Antes de embarcar testemunhas oculares pego odom “batendo para baixo cerveja e uísque”, no delta lounge no Aeroporto Internacional de Los Angeles. Fontes de acrescentar que ele “desperdiçado” quando ele entrou no avião e sentou-se, TMZ relatou. O drama continuou quando odom, alegadamente, levantou do seu assento e “dispararam na frente” do avião porque ele estava prestes a retirada do portão. Mudou-se para lançar na cozinha, em seguida, novamente na casa de banho enquanto as portas ainda estavam abertas. Odom supostamente estava vomitando suas roupas como ele saiu da casa de banho.

Odom foi escoltado do avião, voltar novamente após cerca de 10 minutos. Pouco depois de seu retorno para o seu lugar, fontes afirmam odom correu para o banheiro e use o “chefes do povo em seus lugares para constante o seu equilíbrio”, relatou o TMZ. Odom, em seguida, removidos permanentemente do avião.

Este é apenas o mais recente em uma série de inquietantes eventos que tenham ocorrido desde que odom encontrado inconsciente a partir de uma aparente overdose em um bordel em Nevada, em outubro de 2015. No mês passado, os amigos e a família enfrentou, devido ao risco de que a droga é usada novamente. Durante o confronto, eles supostamente encontrado parafernália de droga em sua casa. Também este ano, odom foi preso a polícia em duas ocasiões separadas.

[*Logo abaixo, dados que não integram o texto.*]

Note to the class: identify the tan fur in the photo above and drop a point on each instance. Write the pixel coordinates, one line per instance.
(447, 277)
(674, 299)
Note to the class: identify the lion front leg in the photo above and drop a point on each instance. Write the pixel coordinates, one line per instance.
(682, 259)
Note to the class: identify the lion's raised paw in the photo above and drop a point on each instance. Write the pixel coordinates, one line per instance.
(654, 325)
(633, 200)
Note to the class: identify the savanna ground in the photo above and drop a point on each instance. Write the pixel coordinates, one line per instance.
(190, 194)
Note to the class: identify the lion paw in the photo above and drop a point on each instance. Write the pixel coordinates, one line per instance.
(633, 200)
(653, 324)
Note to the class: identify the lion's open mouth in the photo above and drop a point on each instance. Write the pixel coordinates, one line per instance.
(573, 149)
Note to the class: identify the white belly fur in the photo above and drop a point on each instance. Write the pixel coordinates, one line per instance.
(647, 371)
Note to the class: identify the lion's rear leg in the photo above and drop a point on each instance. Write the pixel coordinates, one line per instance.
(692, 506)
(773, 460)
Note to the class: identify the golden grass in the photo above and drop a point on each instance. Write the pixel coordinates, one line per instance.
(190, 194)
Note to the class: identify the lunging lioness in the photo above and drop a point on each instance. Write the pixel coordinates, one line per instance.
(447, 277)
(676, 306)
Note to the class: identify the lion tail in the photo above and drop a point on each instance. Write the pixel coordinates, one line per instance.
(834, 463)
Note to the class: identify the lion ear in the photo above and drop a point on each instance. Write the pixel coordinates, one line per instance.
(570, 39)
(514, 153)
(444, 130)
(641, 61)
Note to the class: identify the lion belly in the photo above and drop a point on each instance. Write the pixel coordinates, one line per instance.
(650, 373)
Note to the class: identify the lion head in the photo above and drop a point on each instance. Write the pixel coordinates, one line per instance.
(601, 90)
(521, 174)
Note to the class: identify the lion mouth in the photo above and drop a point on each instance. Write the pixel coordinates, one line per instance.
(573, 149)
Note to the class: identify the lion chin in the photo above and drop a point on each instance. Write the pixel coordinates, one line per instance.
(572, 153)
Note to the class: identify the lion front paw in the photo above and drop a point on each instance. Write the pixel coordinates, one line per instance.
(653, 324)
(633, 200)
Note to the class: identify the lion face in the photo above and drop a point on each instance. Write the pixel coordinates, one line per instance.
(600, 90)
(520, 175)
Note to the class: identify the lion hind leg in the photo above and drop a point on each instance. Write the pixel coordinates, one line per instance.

O efeito combinado de que sua esposa khloe Kardashian para arquivar para o divórcio para o segundo tempo.

“É muito triste para Chloe para ver Lamar em um lugar que não é saudável. O cuidado muito sobre, mas é o único que pode fazer um monte”, ela disse interesses do povo, do Conselho, em 13 de julho de 2016. “Não está tudo certo”, acrescentou outra fonte. “São frustrante, porque eles sabem que não há nada que você pode fazer.”

Na esteira do odom avião drama raiva deslize Kardashian via Twitter sobre não ser capaz de ajudar o seu marido.

“Ficar na f****** Lin uma menina,” Kardashian respondeu. “Você não sabe nada sobre nada. Vocês são as ovelhas conduzidas pela comunidade”.

Olá e bem-vindo ao Flushing Meadows-NOS a Abrir as mulheres da final entre Serena Williams e Naomi Osaka. Há um monte de linha no Arthur Ashe Stadium hoje. Williams, nº 17, semente, está em busca de seu sexto título do Aberto dos EUA e amarrar o registro de 24 de Grand Slam no campeonato equivalente a Margaret tribunal de relação, enquanto Osaka, o Nenhum de sementes de 20, tornando-se o primeiro jogador Japonês, masculino ou feminino, para capturar um dos principais singles de título.

Será apenas a quarta vez na era open, em que um jogador cabeça de chave Nº 10 ou mais, você vai ganhar o Aberto da US, o título depois de wild card Kim clijsters (em 2009), Flavia pennetta (2015) não propagada Sloane Stephens (em 2017).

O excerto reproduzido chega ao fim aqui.